Peace Returns To Shamkir

Peace Returns To Shamkir

PeterDoggers
PeterDoggers
Jun 1, 2016, 2:54 PM |
10 | Chess Event Coverage

The Gashimov Memorial in Shamkir, Azerbaijan resumed after a rest day with five draws, just like the first round. Fabiano Caruana maintained his half-point lead over Anish Giri

Playing football on the rest day has grown into a tradition, and that's certainly the case for the Gashimov Memorial. Even without Magnus Carlsen, one of the best football players in the chess scene, another match was organized in Shamkir — because the Azerbaijanis love it too!

Hou Yifan participated as well, but might want to work
on her technique a bit.  Photo Shamkir Chess.

Another tradition: the players visiting  the nearby
Youth Chess Center. | Photo Shamkir Chess.

Whether it was the football or not, the next day all games ended in draws.
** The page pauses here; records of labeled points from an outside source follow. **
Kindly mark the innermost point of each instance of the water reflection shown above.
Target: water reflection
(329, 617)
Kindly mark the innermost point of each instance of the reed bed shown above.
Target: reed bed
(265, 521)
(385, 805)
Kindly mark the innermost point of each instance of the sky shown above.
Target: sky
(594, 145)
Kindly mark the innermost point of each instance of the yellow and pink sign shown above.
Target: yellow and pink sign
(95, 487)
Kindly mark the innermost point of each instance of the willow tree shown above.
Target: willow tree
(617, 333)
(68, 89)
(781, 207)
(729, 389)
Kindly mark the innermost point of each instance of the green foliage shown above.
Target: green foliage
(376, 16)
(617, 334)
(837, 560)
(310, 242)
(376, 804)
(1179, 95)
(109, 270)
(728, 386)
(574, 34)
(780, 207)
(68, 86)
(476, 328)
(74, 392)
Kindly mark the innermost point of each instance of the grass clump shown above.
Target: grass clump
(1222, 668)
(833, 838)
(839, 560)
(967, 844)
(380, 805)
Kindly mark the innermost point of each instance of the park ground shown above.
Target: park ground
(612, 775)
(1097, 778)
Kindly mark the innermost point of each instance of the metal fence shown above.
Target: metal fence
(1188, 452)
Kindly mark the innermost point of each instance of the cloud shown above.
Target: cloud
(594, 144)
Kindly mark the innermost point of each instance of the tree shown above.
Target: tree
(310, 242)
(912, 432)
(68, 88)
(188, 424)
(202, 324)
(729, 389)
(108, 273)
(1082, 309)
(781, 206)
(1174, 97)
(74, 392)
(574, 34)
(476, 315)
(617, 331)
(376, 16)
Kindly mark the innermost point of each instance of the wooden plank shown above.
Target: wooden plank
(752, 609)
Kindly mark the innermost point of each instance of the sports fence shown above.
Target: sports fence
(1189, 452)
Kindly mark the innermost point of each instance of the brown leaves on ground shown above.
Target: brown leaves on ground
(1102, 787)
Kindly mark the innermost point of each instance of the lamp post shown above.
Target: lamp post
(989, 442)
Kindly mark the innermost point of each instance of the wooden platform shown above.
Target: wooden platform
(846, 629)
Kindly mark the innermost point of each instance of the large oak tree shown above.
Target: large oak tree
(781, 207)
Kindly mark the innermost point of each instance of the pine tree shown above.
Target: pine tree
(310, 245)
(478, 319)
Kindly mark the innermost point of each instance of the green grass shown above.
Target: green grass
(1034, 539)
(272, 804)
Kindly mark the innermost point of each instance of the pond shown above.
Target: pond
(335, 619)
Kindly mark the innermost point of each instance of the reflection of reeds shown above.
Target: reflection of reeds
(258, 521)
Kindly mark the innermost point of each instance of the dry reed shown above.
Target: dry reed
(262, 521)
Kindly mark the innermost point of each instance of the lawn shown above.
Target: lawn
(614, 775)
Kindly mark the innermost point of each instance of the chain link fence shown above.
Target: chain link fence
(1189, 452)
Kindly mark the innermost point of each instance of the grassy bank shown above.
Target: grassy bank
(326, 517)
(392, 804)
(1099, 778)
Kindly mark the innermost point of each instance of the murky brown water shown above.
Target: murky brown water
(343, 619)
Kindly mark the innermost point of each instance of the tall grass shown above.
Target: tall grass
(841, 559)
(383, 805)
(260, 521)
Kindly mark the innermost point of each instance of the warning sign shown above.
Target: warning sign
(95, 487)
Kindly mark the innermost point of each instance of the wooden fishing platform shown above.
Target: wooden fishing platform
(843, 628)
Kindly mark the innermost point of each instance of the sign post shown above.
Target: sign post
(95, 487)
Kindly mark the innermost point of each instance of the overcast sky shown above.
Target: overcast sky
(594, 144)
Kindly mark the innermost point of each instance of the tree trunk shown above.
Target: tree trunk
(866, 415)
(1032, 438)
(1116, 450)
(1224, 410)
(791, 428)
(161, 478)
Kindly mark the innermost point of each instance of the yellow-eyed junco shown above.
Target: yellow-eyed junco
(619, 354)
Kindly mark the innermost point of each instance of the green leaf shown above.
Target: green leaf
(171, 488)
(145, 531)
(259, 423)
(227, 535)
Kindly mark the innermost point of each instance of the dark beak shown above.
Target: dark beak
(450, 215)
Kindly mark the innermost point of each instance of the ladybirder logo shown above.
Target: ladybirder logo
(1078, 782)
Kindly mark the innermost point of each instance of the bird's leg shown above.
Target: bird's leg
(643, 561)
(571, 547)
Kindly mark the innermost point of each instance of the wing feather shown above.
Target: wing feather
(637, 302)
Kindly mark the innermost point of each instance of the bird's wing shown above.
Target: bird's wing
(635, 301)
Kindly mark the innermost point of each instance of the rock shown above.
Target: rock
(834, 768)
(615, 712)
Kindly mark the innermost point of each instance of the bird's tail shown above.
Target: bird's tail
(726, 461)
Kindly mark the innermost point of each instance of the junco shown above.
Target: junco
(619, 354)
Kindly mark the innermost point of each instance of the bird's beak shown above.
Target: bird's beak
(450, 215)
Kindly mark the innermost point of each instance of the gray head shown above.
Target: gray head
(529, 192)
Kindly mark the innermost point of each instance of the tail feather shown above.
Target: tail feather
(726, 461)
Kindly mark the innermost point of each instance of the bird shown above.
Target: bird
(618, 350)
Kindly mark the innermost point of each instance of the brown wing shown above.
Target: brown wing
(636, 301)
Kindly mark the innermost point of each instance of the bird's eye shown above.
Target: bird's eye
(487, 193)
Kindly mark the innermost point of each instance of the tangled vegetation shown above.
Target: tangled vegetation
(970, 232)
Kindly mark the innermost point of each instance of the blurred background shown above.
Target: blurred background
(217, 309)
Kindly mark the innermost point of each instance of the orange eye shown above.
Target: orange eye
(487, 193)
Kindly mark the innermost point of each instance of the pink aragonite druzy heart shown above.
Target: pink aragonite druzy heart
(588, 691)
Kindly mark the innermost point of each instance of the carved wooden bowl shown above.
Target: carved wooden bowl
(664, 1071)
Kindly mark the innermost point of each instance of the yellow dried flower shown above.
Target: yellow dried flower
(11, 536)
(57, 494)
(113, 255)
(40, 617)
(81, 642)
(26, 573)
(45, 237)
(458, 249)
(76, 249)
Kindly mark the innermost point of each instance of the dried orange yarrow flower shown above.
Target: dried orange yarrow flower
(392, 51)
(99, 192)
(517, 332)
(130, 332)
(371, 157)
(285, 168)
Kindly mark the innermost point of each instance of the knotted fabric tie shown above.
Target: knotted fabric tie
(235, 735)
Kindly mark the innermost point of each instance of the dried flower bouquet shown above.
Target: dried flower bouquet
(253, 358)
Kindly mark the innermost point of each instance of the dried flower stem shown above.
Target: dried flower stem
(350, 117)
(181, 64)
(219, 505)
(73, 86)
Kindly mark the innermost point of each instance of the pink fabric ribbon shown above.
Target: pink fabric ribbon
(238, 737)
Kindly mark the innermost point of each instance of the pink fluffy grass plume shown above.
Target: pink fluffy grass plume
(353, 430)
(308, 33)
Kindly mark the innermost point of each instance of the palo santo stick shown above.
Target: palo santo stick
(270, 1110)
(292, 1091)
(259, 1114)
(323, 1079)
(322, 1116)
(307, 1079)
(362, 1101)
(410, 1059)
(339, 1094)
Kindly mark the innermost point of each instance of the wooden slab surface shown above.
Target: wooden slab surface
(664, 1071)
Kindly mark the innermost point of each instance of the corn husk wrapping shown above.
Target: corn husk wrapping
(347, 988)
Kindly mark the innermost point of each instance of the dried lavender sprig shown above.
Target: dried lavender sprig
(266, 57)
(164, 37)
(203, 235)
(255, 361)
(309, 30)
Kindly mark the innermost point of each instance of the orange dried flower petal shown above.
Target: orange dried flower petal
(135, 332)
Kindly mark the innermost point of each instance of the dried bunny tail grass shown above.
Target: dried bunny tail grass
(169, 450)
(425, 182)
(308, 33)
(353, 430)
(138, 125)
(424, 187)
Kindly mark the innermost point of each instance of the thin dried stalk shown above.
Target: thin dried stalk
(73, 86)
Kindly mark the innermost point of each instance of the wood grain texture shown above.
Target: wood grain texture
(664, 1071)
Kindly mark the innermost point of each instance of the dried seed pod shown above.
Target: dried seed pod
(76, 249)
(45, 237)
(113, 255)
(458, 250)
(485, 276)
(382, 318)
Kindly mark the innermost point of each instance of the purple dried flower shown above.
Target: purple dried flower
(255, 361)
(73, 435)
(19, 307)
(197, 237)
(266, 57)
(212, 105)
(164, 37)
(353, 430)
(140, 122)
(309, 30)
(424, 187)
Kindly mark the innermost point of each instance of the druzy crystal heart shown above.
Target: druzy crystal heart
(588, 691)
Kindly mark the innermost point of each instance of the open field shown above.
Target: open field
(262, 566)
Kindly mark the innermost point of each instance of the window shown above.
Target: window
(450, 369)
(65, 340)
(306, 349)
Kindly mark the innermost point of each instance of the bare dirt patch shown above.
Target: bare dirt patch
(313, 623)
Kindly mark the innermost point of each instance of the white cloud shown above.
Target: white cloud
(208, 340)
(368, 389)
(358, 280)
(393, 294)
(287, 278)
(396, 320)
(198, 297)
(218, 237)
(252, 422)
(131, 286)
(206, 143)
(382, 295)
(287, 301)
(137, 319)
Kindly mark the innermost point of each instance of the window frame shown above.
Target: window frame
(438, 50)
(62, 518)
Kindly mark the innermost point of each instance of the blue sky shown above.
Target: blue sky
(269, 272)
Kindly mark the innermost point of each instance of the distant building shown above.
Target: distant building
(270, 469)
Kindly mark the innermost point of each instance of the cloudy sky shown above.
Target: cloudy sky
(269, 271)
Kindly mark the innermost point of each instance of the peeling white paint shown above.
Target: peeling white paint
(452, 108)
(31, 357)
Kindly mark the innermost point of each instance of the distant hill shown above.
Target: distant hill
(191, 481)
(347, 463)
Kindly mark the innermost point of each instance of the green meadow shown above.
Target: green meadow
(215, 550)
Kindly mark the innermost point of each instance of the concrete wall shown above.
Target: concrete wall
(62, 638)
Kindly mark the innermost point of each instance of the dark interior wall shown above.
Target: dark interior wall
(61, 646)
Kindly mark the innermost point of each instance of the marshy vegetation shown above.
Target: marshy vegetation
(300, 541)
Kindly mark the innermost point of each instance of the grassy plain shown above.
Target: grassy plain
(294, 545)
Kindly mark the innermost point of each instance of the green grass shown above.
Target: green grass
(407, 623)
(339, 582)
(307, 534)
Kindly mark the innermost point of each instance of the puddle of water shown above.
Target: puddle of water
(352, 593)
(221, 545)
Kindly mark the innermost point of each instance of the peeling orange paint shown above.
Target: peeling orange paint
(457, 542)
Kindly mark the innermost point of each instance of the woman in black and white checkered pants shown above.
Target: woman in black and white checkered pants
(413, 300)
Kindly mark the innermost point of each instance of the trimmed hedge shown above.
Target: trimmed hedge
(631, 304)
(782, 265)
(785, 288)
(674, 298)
However, it would be too easy to speak about a lack of fighting spirit — well, for four of the five games. Yet another game between local players ended in a draw before any other games, and it doesn't seem to be a coincidence.

Teimour Radjabov and Shakhriyar Mamedyarov have drawn all their classical games in their career, except when Radjabov needed a win at the Astrakhan Grand Prix in 2010. This time it was no different, but at least they played something that's fairly relevant to theory (especially for 1.e4 players who use Parimarjan Negi's books).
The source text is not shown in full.